“Pardon Me?” An Overview of Records Suspensions in Canada

In Canada, when an individual is convicted of a criminal offence1, they obtain a criminal record, which is retained for the remainder of their life. For individuals who have successfully completed their sentences, the continued existence of a criminal record can present challenges to obtaining employment, traveling, and/or reintegrating into society. Fortunately, some convicted persons are eligible to apply for a records suspension, which effectively removes their criminal record.

Once an individual has been convicted of an offence, their conviction is recorded in the Canadian Police Information Centre (CPIC) database, where it remains forever. However, where an individual meets certain eligibility criteria, they can submit an application to the Parole Board of Canada (PBC) to have their record removed from the CPIC database. The PBC is the only official federal agency with the power to grant, refuse, and revoke record suspensions, and as such is the recipient agency for all applications. For individuals seeking to submit an application, it is important to note that while the PBC can grant an Order suspending one’s criminal record from CPIC, it does not result in a removal of fingerprints from the system.

In order to be eligible for a records suspension under the Criminal Records Act (CRA), an individual must have completed their sentence, and be able to demonstrate to the Board that they are law-abiding citizens who have been of good character for the following time periods following completion of their sentence2:

  1.  10-years for an indictable offence, or a hybrid offence where the Crown proceeded by indictment; and
  2.  5-years for a summary conviction offence, or a hybrid offence where the Crown proceeded by summary conviction.

There are prescribed categories of offences for which convicted individuals cannot apply for a records suspension even after the prescribed time. These offences are listed under Schedule 1 of the CRA, and mainly include sexual offences involving children.
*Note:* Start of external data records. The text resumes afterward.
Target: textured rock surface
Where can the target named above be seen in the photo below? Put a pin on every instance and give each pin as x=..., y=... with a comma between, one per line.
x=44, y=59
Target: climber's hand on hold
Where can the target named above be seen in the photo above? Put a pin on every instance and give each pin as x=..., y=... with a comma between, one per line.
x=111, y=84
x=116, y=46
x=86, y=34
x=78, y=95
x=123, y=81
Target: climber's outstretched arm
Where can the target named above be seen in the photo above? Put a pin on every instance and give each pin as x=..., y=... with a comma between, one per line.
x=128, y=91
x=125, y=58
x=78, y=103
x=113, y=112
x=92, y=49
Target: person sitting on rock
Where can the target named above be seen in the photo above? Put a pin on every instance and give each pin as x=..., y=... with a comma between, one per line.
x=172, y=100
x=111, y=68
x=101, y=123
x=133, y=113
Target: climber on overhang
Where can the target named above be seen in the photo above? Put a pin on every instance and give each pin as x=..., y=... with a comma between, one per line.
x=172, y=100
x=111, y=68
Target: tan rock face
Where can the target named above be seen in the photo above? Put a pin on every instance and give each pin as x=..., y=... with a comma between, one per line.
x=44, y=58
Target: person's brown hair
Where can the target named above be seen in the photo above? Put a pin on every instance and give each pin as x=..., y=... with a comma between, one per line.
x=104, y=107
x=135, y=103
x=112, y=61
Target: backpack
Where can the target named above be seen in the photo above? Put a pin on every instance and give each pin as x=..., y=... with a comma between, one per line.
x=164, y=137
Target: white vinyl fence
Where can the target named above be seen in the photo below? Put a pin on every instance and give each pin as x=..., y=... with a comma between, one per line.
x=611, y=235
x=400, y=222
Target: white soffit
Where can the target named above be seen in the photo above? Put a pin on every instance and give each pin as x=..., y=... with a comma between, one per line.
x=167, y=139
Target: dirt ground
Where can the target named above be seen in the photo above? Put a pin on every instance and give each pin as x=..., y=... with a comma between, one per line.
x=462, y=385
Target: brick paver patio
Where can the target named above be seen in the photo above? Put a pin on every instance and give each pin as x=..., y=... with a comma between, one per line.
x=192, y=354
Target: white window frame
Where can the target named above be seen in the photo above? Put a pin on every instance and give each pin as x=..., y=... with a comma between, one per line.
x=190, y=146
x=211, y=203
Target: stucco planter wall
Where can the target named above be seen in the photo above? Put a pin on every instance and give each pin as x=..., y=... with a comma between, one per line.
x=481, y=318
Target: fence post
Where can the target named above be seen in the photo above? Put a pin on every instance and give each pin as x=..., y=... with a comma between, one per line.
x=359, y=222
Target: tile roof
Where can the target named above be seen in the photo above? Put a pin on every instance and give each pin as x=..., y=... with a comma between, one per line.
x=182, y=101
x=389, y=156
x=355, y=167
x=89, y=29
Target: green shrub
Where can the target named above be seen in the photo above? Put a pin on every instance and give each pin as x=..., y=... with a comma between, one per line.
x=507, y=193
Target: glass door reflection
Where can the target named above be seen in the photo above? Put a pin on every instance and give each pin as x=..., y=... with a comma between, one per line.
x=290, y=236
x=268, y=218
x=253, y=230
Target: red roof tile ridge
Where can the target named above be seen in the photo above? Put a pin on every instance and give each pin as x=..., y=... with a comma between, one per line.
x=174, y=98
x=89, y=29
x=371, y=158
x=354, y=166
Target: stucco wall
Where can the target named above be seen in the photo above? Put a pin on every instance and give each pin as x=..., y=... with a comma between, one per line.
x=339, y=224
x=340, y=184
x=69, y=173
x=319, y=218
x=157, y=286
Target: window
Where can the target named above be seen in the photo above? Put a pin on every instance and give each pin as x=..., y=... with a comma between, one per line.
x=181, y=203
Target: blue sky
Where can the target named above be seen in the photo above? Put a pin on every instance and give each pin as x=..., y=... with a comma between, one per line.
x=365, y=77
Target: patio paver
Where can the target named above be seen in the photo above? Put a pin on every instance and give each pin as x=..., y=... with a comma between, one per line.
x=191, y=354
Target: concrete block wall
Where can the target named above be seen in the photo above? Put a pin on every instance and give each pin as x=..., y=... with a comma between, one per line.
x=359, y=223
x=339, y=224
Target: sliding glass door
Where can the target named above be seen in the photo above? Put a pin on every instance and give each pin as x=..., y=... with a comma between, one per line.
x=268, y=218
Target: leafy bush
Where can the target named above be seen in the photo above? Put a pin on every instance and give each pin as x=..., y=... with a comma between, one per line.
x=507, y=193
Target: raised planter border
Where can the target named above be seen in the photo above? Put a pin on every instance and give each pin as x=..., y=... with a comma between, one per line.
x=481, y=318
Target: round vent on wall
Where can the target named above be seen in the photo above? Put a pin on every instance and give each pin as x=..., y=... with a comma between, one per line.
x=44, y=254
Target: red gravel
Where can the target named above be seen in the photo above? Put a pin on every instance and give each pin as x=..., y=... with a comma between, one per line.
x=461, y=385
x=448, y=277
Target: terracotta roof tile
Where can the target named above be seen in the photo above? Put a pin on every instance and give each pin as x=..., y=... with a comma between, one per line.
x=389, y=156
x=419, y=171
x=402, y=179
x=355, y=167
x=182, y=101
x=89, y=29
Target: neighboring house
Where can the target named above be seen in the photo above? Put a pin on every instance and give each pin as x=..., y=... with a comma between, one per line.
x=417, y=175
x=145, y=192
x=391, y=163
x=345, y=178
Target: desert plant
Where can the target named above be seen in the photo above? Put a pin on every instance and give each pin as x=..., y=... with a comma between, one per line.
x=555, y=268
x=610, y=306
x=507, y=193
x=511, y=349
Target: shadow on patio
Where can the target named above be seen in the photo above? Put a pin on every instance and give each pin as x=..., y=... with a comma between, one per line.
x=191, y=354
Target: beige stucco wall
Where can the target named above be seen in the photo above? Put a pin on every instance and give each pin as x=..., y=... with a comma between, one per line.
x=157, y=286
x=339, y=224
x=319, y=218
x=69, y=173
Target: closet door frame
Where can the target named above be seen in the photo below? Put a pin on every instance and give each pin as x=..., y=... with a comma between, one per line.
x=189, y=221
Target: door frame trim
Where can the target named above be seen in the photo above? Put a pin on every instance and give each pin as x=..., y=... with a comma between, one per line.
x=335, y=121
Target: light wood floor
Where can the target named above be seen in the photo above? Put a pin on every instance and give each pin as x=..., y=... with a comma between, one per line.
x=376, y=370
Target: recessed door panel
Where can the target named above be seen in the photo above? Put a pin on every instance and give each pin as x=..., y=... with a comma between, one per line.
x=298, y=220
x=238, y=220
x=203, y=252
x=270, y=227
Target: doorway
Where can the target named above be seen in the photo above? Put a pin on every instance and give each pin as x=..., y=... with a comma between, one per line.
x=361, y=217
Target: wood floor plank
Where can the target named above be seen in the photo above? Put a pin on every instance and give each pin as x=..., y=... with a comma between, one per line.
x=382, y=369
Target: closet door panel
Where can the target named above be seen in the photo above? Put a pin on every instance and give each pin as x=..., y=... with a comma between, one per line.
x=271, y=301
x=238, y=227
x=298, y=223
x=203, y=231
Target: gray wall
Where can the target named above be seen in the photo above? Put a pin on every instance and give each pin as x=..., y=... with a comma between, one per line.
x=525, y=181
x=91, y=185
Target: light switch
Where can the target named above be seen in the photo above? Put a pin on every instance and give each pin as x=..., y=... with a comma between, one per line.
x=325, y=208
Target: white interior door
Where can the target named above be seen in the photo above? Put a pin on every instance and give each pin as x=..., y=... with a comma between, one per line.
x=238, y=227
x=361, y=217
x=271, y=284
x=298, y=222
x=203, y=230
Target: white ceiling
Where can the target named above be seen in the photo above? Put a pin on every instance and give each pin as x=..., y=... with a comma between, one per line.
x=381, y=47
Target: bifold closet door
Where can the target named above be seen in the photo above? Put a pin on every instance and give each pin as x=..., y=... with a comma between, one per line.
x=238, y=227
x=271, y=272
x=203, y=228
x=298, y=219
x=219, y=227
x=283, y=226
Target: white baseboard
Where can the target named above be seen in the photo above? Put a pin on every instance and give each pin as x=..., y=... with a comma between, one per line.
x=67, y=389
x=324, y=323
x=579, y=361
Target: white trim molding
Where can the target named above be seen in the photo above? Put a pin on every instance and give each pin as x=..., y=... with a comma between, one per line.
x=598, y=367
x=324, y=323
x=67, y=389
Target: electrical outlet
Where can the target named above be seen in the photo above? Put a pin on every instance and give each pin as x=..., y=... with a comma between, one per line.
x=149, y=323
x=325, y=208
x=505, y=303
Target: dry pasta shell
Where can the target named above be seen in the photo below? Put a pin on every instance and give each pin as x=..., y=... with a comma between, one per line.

Additionally, for individuals convicted of a single offence listed under Schedule 3 of the CRA, which includes simple possession of specified Schedule II substances under the Controlled Drugs and Substances Act, an individual may be eligible to apply for a records suspension immediately after completing their sentence.

Where the PBC is satisfied that all of the eligibility criteria are met, and that the conviction should no longer adversely affect the individual, the criminal record will be removed from the federal CPIC system. However, it is important to note that the PBC retains the power to revoke a records suspension in certain scenarios, the most common of which is the commission of a subsequent offence.

Applying for a records suspension can be a daunting and cumbersome process. If you or someone you know is seeking to apply for a records suspension, it can be beneficial for them to speak with a lawyer to better understand the process, and obtain key information that can assist them based on their conviction(s) and circumstances.


1 For individuals convicted of an offence for which an absolute or conditional discharge is given, their criminal record automatically ceases to exist one year the granting of the absolute discharge, and for conditional discharges, three years after completion of the terms of sentence.

2 The Criminal Records Act eligibility periods also differ for individuals convicted of “service offences”. Information relating to applications for persons convicted of service offences under the National Defence Act are outside the scope of this article.